Na odkrytych fragmentach znajdują się inskrypcje, które są skrótem od słów „Sigismundus Primus Dei Gratia Rex Poloniae” („Zygmunt Pierwszy z Bożej łaski król Polski”). Dodatkowo widnieją na nich herby Polski (Orzeł) i Litwy (Pogoń). To prawdopodobnie fragment berła Zygmunta I Starego. - Są bezcenne, to obiekty klasy zero – podkreśla Karolina Nowak, historyk prowadząca prace w klasztorze.
Przedmioty zostały znalezione podczas prac inwentaryzacyjnych, prowadzonych w podziemiach krakowskiego klasztoru oo. dominikanów.
- Ich wartość historyczna jest olbrzymia. Jeśli chodzi o wartość monetarną, to jest ona niepoliczalna. Są to obiekty klasy zero, co oznacza, że są bezcenne – zdradza Karolina Nowak, historyk prowadząca prace w klasztorze. Przedmioty najprawdopodobniej ukrył ks. Adam Studziński, znany krakowski dominikanin. Opiekował się on między innymi skarbcem.
Berło królewskie Zygmunta I Starego?
Pod klasztorem znaleziono m.in. biżuterię wczesnochrześcijańską: złote rzymskie pierścienie zdobione drogimi kamieniami, zausznice i scytyjską szpilę ze srebra.
Trzy grawerowane przedmioty wykonane są z kruszcu bardzo wysokiej próby. Inskrypcje na nich to skrót od słów „Sigismundus Primus Dei Gratia Rex Poloniae” („Zygmunt Pierwszy z Bożej łaski król Polski”). Dodatkowo widnieją tam herby Polski (Orzeł) i Litwy (Pogoń).
Prawdziwą sensację znalezione w skarbcu zbudziły jednak wykonane ze złota okucia, gdyż historycy podejrzewają, że mogły one stanowić fragment królewskiego berła. Świadczy o tym wyryta na nich inskrypcja, skrót od Sigismundus Primus Dei Gratia Rex Poloniae” ( czyli „Zygmunt Pierwszy z Bożej łaski król Polski”) oraz herby – polski orzeł i litewska Pogoń.
- Te przedmioty są tym cenniejsze, że Prusacy przetopili polskie insygnia koronacyjne. Z regaliów pozostał nam jedynie Szczerbiec. Jest również jabłko królewskie, złożone na Jasnej Górze, które jednak budzi dyskusje specjalistów – zauważa Karolina Nowak.
Utworzą muzeum?
Teraz zabytkowe przedmioty zostaną gruntownie przebadane i zabezpieczone. Nie wiadomo jednak jeszcze, do którego muzeum trafią.

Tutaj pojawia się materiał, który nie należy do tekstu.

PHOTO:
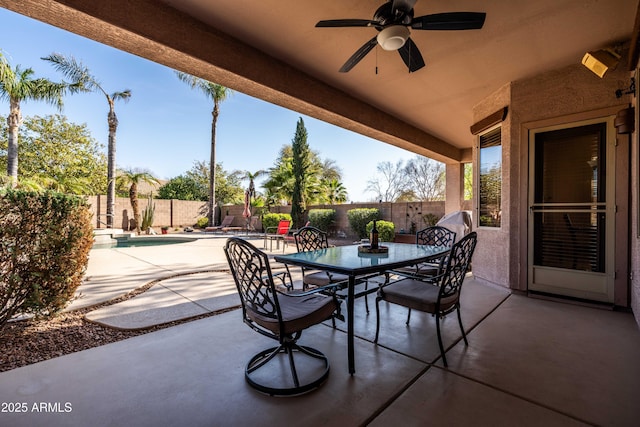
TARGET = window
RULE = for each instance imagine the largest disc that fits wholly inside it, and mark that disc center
(490, 182)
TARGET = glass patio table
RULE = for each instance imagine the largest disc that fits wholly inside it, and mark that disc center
(347, 260)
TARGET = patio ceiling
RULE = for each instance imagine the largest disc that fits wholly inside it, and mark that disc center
(271, 50)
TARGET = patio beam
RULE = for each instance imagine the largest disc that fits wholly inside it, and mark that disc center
(153, 30)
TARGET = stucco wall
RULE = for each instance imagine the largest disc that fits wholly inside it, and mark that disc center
(633, 235)
(491, 258)
(568, 94)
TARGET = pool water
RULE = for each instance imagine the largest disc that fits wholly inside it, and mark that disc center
(134, 242)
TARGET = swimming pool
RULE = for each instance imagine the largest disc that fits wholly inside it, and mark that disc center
(134, 242)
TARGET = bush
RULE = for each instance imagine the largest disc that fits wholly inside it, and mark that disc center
(272, 219)
(322, 218)
(147, 215)
(386, 230)
(45, 240)
(430, 219)
(202, 222)
(359, 218)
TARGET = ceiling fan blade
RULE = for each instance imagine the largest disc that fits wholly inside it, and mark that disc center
(403, 5)
(333, 23)
(360, 53)
(450, 21)
(411, 56)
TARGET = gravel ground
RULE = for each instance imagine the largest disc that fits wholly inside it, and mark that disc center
(31, 341)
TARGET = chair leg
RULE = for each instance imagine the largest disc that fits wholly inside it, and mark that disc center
(275, 389)
(292, 364)
(366, 296)
(464, 335)
(444, 358)
(375, 340)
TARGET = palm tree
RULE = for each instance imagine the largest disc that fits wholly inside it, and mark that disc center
(81, 75)
(133, 178)
(218, 94)
(18, 85)
(251, 177)
(336, 192)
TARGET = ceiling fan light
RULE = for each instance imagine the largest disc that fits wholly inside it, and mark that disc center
(393, 37)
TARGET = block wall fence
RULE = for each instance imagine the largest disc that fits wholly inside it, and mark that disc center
(183, 213)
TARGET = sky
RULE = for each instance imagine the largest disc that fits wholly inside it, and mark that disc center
(166, 126)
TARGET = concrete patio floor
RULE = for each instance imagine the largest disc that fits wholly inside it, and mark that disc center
(529, 362)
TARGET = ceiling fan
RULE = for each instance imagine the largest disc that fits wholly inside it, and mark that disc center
(393, 20)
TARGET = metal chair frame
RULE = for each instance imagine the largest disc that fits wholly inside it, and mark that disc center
(449, 283)
(261, 305)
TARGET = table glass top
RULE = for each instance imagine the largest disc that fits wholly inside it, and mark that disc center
(347, 258)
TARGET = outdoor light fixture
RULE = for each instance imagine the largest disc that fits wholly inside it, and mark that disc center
(600, 61)
(393, 37)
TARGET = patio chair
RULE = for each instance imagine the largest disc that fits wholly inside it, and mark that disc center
(436, 236)
(278, 233)
(226, 222)
(282, 317)
(310, 238)
(438, 295)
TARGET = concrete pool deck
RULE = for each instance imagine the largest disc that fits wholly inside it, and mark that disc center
(189, 279)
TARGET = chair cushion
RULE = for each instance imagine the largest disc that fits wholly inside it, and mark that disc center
(298, 312)
(417, 295)
(424, 269)
(322, 278)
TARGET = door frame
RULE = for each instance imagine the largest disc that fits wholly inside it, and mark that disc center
(622, 221)
(572, 282)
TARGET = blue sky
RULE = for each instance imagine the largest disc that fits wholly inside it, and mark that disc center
(166, 126)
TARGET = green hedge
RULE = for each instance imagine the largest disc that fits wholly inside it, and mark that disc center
(322, 218)
(272, 219)
(45, 239)
(359, 218)
(386, 230)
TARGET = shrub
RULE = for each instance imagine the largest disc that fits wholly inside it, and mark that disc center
(386, 230)
(430, 219)
(322, 218)
(272, 219)
(147, 215)
(359, 218)
(45, 240)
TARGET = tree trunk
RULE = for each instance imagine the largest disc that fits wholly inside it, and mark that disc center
(14, 120)
(212, 166)
(133, 197)
(111, 166)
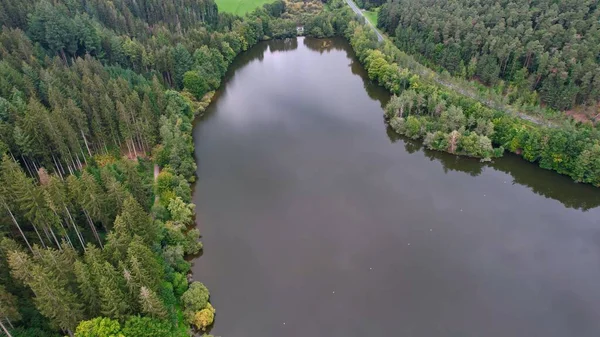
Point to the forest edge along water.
(315, 217)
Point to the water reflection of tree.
(375, 92)
(325, 45)
(283, 45)
(541, 182)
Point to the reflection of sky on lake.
(311, 216)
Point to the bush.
(194, 300)
(137, 326)
(205, 317)
(99, 327)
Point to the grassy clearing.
(240, 7)
(371, 15)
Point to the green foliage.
(194, 300)
(204, 318)
(528, 45)
(180, 211)
(99, 327)
(137, 326)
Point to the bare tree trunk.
(93, 227)
(83, 154)
(39, 236)
(5, 329)
(86, 144)
(79, 236)
(55, 239)
(45, 229)
(26, 166)
(57, 168)
(133, 145)
(19, 227)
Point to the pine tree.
(114, 299)
(151, 304)
(144, 266)
(53, 298)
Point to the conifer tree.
(151, 304)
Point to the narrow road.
(359, 12)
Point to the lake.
(316, 220)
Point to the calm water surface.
(316, 222)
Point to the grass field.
(240, 7)
(372, 16)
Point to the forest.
(97, 101)
(449, 121)
(542, 51)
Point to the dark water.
(316, 222)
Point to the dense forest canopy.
(96, 98)
(549, 46)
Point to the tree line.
(448, 121)
(93, 94)
(532, 50)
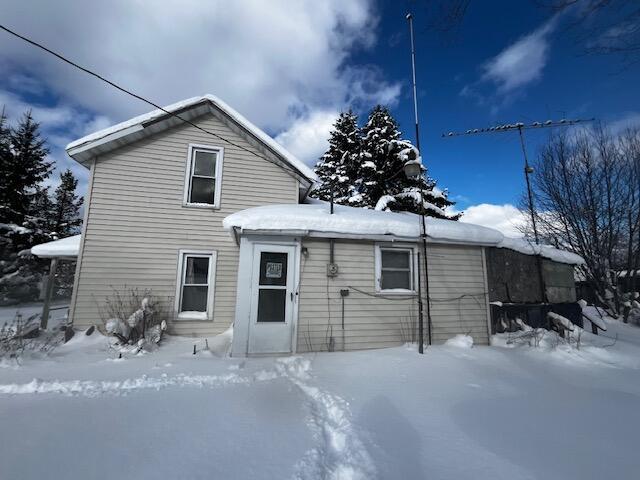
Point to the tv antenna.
(521, 127)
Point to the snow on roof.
(240, 119)
(65, 247)
(316, 218)
(547, 251)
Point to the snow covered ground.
(457, 412)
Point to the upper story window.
(395, 269)
(203, 177)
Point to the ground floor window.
(196, 274)
(395, 269)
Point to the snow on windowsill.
(209, 206)
(65, 247)
(195, 316)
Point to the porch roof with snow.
(64, 248)
(155, 121)
(315, 220)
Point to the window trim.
(188, 175)
(412, 266)
(211, 282)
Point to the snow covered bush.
(22, 335)
(134, 317)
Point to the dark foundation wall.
(514, 277)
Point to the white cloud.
(273, 61)
(516, 66)
(282, 64)
(308, 137)
(505, 218)
(59, 125)
(522, 62)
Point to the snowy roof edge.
(67, 247)
(350, 222)
(132, 123)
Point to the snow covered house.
(213, 216)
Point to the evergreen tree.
(65, 218)
(382, 183)
(380, 166)
(26, 209)
(337, 167)
(24, 168)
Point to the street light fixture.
(413, 171)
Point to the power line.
(520, 126)
(128, 92)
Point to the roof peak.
(137, 124)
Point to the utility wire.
(124, 90)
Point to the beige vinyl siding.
(137, 224)
(376, 321)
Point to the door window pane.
(197, 270)
(271, 305)
(204, 164)
(273, 268)
(194, 298)
(202, 190)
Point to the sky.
(292, 66)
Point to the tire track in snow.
(92, 388)
(341, 455)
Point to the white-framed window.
(203, 176)
(395, 267)
(196, 279)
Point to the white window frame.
(413, 266)
(211, 281)
(219, 151)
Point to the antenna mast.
(413, 71)
(520, 127)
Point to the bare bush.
(20, 336)
(135, 316)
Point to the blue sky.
(290, 67)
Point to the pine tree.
(26, 167)
(336, 169)
(65, 219)
(26, 208)
(382, 183)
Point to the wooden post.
(51, 281)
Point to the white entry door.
(272, 299)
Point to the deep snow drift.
(459, 411)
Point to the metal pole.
(413, 70)
(51, 280)
(423, 223)
(527, 171)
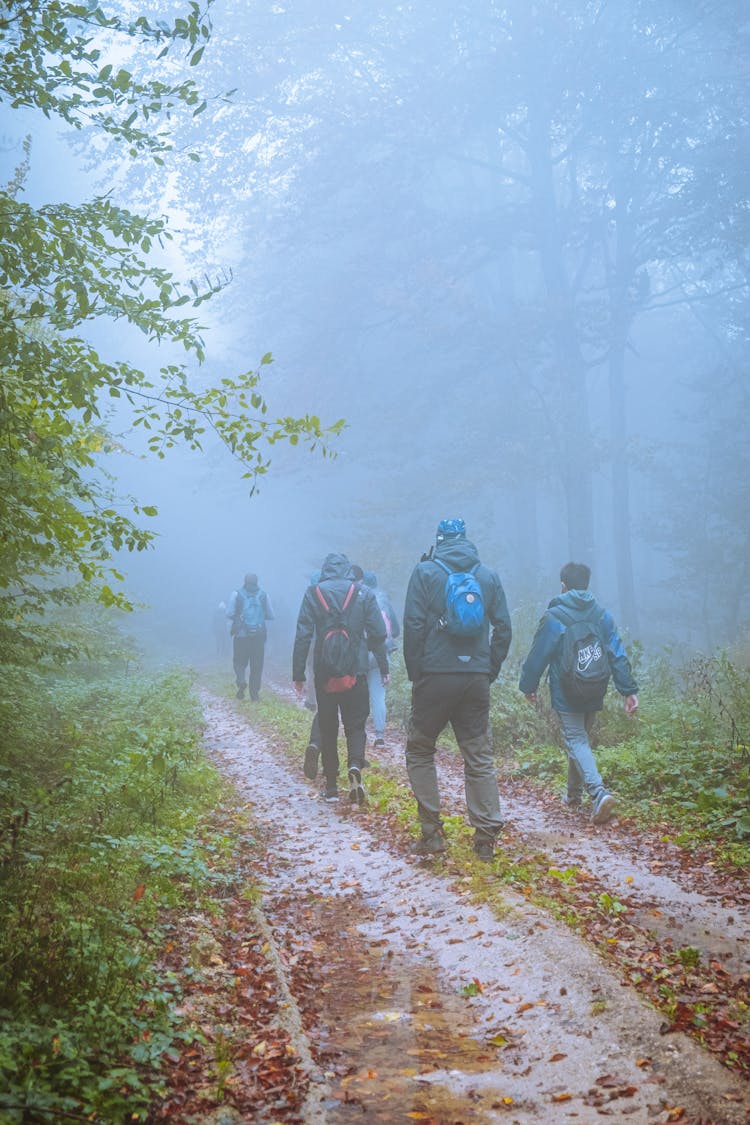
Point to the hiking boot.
(604, 808)
(310, 767)
(357, 794)
(485, 848)
(430, 844)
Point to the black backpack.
(339, 648)
(584, 665)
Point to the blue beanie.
(451, 529)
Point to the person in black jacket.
(451, 675)
(340, 601)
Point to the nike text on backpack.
(249, 612)
(464, 609)
(584, 665)
(337, 654)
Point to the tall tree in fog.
(493, 198)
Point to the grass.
(111, 822)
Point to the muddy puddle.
(382, 955)
(392, 1040)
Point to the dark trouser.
(354, 708)
(249, 650)
(461, 699)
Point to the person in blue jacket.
(576, 603)
(451, 676)
(249, 610)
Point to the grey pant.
(461, 699)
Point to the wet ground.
(414, 1001)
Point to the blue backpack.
(464, 608)
(250, 611)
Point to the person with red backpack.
(343, 618)
(578, 641)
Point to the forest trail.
(404, 997)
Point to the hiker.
(375, 683)
(344, 619)
(457, 633)
(578, 640)
(249, 610)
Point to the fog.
(508, 244)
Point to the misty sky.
(509, 245)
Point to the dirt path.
(412, 1001)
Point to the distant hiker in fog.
(344, 620)
(249, 610)
(457, 633)
(375, 682)
(220, 630)
(577, 639)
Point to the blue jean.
(377, 696)
(583, 772)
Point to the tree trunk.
(572, 413)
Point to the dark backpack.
(464, 608)
(339, 649)
(249, 612)
(584, 665)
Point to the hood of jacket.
(574, 602)
(458, 554)
(336, 566)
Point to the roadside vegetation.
(114, 829)
(116, 833)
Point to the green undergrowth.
(110, 826)
(680, 767)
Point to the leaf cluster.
(63, 268)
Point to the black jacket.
(362, 614)
(428, 648)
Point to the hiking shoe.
(604, 808)
(355, 788)
(310, 767)
(485, 848)
(433, 844)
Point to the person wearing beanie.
(249, 609)
(457, 633)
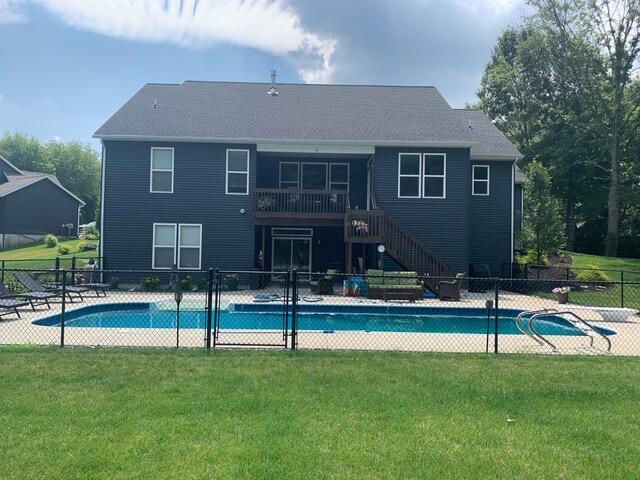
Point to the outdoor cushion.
(375, 277)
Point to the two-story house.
(244, 175)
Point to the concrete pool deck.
(22, 331)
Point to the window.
(314, 176)
(161, 170)
(409, 175)
(434, 175)
(339, 176)
(237, 172)
(480, 180)
(164, 245)
(289, 175)
(189, 246)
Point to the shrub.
(150, 284)
(87, 246)
(594, 274)
(231, 281)
(50, 240)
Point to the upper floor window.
(480, 180)
(314, 176)
(237, 172)
(434, 175)
(289, 175)
(164, 245)
(161, 170)
(339, 176)
(189, 245)
(409, 175)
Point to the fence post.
(285, 309)
(294, 308)
(216, 309)
(73, 270)
(497, 318)
(209, 307)
(57, 268)
(63, 308)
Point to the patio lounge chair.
(89, 283)
(34, 298)
(450, 290)
(324, 285)
(33, 286)
(393, 285)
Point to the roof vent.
(273, 91)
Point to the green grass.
(115, 414)
(39, 256)
(631, 266)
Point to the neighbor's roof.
(490, 142)
(228, 111)
(18, 182)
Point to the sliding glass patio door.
(289, 253)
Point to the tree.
(542, 232)
(596, 43)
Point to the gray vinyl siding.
(491, 218)
(442, 224)
(198, 197)
(38, 209)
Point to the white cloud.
(496, 7)
(269, 25)
(10, 12)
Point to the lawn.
(39, 256)
(114, 414)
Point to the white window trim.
(474, 180)
(280, 174)
(227, 171)
(151, 169)
(443, 176)
(153, 245)
(412, 175)
(326, 173)
(179, 247)
(348, 175)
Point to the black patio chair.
(33, 285)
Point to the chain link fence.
(300, 310)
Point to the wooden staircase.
(375, 226)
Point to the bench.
(609, 314)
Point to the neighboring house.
(251, 175)
(33, 204)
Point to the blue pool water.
(326, 318)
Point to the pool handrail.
(590, 327)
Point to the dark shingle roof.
(370, 114)
(490, 142)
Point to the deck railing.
(290, 203)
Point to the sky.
(67, 65)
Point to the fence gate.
(262, 319)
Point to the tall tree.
(596, 43)
(542, 233)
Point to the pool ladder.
(576, 321)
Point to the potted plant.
(563, 294)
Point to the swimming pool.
(324, 318)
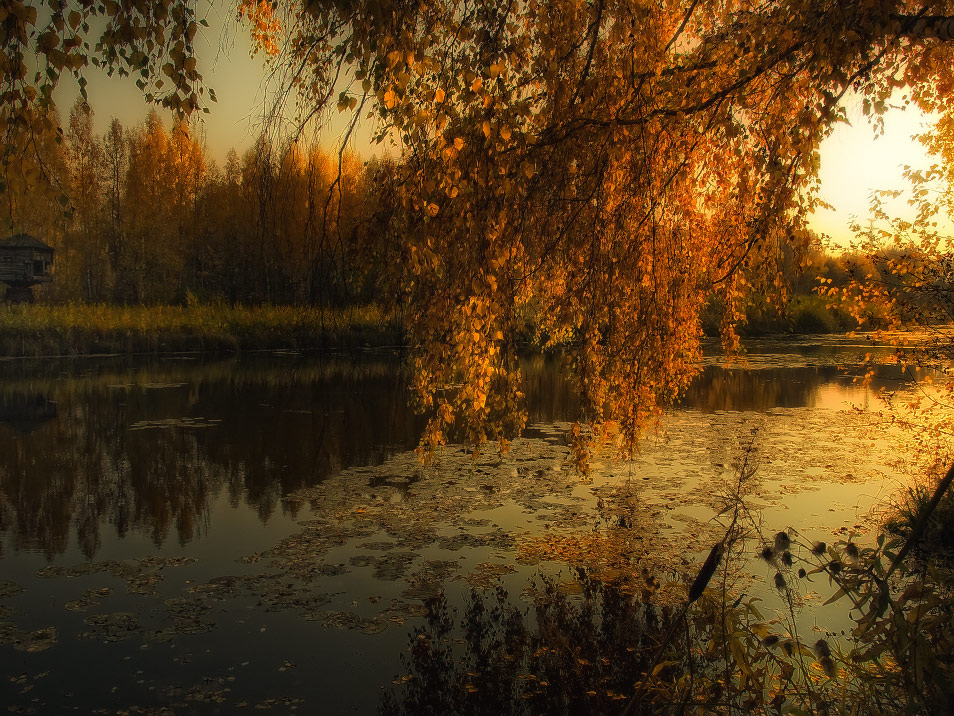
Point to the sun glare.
(856, 162)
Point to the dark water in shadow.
(139, 499)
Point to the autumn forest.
(605, 428)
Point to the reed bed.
(82, 329)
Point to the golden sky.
(854, 162)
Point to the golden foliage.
(602, 165)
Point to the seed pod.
(782, 541)
(705, 574)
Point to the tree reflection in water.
(569, 654)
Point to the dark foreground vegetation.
(82, 329)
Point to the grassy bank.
(802, 314)
(41, 330)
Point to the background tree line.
(151, 218)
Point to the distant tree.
(605, 165)
(86, 238)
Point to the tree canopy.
(605, 166)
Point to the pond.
(193, 534)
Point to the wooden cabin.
(25, 261)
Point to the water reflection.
(26, 411)
(570, 655)
(120, 445)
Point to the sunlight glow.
(855, 163)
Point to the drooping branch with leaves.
(600, 166)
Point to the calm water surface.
(196, 535)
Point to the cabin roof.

- Od jakiegoś czasu prowadzimy intensywne starania o utworzenie muzeum dominikanów, w którym będziemy mogli prezentować nasze cenne zbiory. Jest to jeden z naszych najważniejszych priorytetów, których realizację planujemy na najbliższe lata. Projekt jest jednak niezwykle skomplikowany i kosztowny, przekraczający możliwości finansowe klasztoru, dlatego poszukujemy współpartnerów do jego realizacji – stwierdza historyczka.